Kransky's lawyers had also sought $179 million in punitive damages. However, jurors found that J&J did properly warn consumers of the dangers with the hip implant, and did not award any punitive damages.

Some notable highlights from this decision include:

  • 10,750. That's the number of lawsuits filed against J&J for the same problem with its metal hip implants, which were recalled in 2010. Kransky's case was the first to go to trial, and many of these lawsuits may follow.

  • No punitives this time. Though punitive damages were not awarded in Kransky's case, lawyers say they'll try again in the next case. Kransky's attorneys with the San Francisco firm of Walkup, Melodia, Kelly & Schoenberger had argued that J&J was well aware of the problems with the hips but continued to sell them to pocket a profit. In fact, it was alleged that J&J explored replacing the defective hips before scrapping those plans over the high costs involved; all the while it continued to sell the defective hips. At least one juror in the Kransky case indicated that he'd wanted punitive damages in light of the length of time it took J&J to correct the problems.

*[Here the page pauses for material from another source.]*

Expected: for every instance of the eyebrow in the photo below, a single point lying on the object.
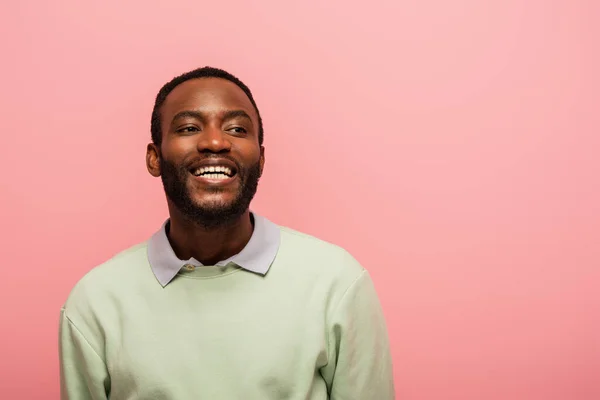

  • An appeal is possible. Given the thousands of potential trials that J&J could face, the company has already stated that it will appeal the decision. The company stands behind its product and maintains that it was not defectively made.

As for the future of J&J, some may wonder whether this lawsuit may bankrupt the company. The answer to that may depend upon how the other cases are resolved and whether punitive damages are awarded. The company is worth roughly $200 billion; it has set aside about $1 billion to help cover the cost of these lawsuits, The Associated Press reports.